Archived Newsletters - DO SLOW GOLFERS FRUSTRATE YOU? :
Newsletter September 2020
LPGA Pro Stacy Lewis had to develop a strong mental attitude for slow play to win the Aberdeen Standard Investments Ladies Scottish Open August 17th. Lewis said, "the pace of play is dreadfully slow, and that doesn't play into my favor. People I'm playing with are pretty slow." She added, "You really kind of get out of rhythm and it's hard to keep things going." In 2019 Stacy also said, "I will never understand 5 hours and 50 minutes to play a round of golf! It's not fun for us as players and can't be fun to watch!"
In 1987 I watched the USGA Men's Amateur Championship being played at Jupiter Hills, FL The men played in twosomes and the round took 5-1/2 hours.

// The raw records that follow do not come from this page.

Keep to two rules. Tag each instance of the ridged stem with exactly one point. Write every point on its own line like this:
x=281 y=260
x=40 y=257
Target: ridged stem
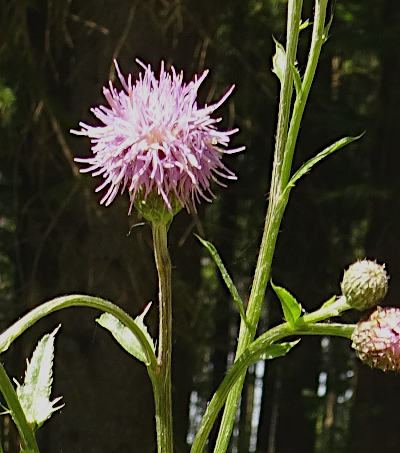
x=162 y=378
x=249 y=356
x=285 y=144
x=274 y=216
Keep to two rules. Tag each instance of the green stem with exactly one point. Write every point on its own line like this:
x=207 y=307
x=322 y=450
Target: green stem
x=14 y=331
x=251 y=355
x=17 y=413
x=161 y=379
x=317 y=40
x=274 y=216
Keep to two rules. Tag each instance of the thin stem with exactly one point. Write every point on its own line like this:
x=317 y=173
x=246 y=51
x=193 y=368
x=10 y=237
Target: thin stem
x=17 y=413
x=162 y=378
x=251 y=355
x=274 y=216
x=317 y=40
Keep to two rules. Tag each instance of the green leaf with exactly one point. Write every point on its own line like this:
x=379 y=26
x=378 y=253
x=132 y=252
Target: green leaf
x=279 y=60
x=278 y=350
x=306 y=167
x=304 y=24
x=291 y=308
x=329 y=302
x=296 y=78
x=326 y=29
x=225 y=275
x=125 y=337
x=34 y=393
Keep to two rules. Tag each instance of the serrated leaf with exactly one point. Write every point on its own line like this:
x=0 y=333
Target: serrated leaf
x=279 y=60
x=304 y=25
x=225 y=275
x=291 y=308
x=34 y=393
x=296 y=79
x=125 y=337
x=326 y=29
x=306 y=167
x=278 y=350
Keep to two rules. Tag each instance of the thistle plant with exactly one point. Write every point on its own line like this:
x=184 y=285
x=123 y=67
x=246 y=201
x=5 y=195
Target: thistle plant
x=165 y=151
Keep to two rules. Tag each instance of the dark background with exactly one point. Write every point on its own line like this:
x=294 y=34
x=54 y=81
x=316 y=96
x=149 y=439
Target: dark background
x=55 y=55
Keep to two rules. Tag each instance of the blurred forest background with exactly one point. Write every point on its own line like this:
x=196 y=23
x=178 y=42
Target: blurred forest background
x=55 y=239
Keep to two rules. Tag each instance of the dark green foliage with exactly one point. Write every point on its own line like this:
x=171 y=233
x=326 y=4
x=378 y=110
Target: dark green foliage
x=55 y=55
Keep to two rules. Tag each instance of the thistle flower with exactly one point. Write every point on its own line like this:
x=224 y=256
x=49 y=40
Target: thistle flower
x=155 y=139
x=377 y=339
x=365 y=284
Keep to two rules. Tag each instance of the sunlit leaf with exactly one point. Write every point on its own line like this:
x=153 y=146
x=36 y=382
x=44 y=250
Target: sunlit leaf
x=279 y=60
x=225 y=275
x=291 y=308
x=296 y=79
x=329 y=302
x=278 y=350
x=34 y=393
x=304 y=24
x=327 y=28
x=306 y=167
x=125 y=337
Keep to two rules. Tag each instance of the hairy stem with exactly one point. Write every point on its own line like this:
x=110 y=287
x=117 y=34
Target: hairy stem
x=274 y=216
x=251 y=355
x=162 y=378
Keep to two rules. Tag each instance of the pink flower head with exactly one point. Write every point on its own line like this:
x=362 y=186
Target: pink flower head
x=155 y=137
x=377 y=339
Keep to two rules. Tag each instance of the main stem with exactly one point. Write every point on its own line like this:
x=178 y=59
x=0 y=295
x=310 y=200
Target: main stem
x=274 y=216
x=161 y=379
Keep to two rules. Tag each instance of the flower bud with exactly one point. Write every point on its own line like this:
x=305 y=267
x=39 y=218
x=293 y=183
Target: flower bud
x=377 y=339
x=365 y=284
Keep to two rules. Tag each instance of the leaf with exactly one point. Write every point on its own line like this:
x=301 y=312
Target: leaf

I waited on a par-3 for 20 minutes for the green to clear so the twosome could hit their shots, and then I left. Nothing has changed in the 33-year interim!
Professional golfers on average will play a hole in 10 minutes, and amateurs will play in 15 minutes. This adds up to an 18-hole round of golf taking anywhere from 3 to 4-1/2 hours.
Everyone knows who the slow players are. I remember playing in the USGA North-South Senior Women's Amateur Championship where I was paired with a player so slow that even the women's locker room attendant knew who she was. Yes, at the end of 9 holes we were warned that we were behind on our pace of play.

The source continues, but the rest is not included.